Insects can be found anywhere really. Under rotting logs, under bricks on the ground. Best places are weedy areas where the weeds are like waist high. Those kind of places you will find lots of grasshoppers and also mantids.


----------



## robo mantis (Apr 23, 2006)

ok i'll let you know what i find


----------



## Lukony (Apr 23, 2006)

I wonder if there is any easy way to attract insect? Probably some kind of UV light right?


----------



## julian camilo (Apr 23, 2006)

Uv lights are probably useful but i think any bright light will usually attract at least some insects at night, stuff like moths and that.


----------



## Jay (Apr 24, 2006)

I live near a lake and recently a lot of mosquito-like bugs have been appearing on a shed on the lake property (a public park). I have been collecting a whole bunch of these things off of the shed and feeding them to my mantids. As soon as I put the clear container over them they fly toward the light. I can catch a whole bunch of them this way.

-Jay


----------



## yen_saw (Apr 25, 2006)

The best light in attracting insects are mercury vapor white light.

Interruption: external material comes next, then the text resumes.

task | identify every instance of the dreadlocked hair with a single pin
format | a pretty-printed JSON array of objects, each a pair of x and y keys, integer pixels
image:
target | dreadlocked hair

http://www.bioquip.com/html/view_catalog.asp?page=52

Flourescent light is a cheaper light source and do well in attracting flying insects. Personally i prefer hunting for bugs on gas station that use bright flourescent light rather than the Halogen type street light.

For day hunt such as butterfly or praying mantis, look for tall grass with variety of flowers. For dragon fly and dampserfly, try to look for area around creek or small stream.


----------



## robo mantis (Apr 28, 2006)

i forund a few weird looking bug but let them go (i didn't know what most of them were) :lol:


----------



## Obie (Apr 29, 2006)

Any bright light will work to catch insects. There are many types of traps too. You could check on bioquip.com and get some indeas on how to make a trap. Many insects prefer UV light, and in my experience, if you're serious about attracting insects to lights -- you need a mercury vapor or metal halide bulb. I have a special 250 watt metal halide bulb (Hortilux Blue) and balast that I take on moth collecting expeditions. I run it off a small Honda generator. It attracts a little too much actually :shock: .


----------



## robo mantis (Apr 29, 2006)

thanks i'll check it out


----------



## DeadInTheBasement (May 10, 2006)

i need a pair of snake proof chaps so i wont be afraid of getting snake bit while looking for mantids in feilds with tall grass. i love snakes but getting bit isnt my thing


----------



## robo mantis (May 10, 2006)

well around my area snake arn't agressive they would hide before you see them. For other places wear thick rubber boots.


----------



## DeadInTheBasement (May 10, 2006)

i find snakes all the time i love seeing them but when im in situation were they can see me and i cant see them i get freaked out :shock:


----------



## robo mantis (May 10, 2006)

hmmm well if they aren't venomous you should be fine maybe were waiting pants and you will not get hurt (try to use rubber ones).


----------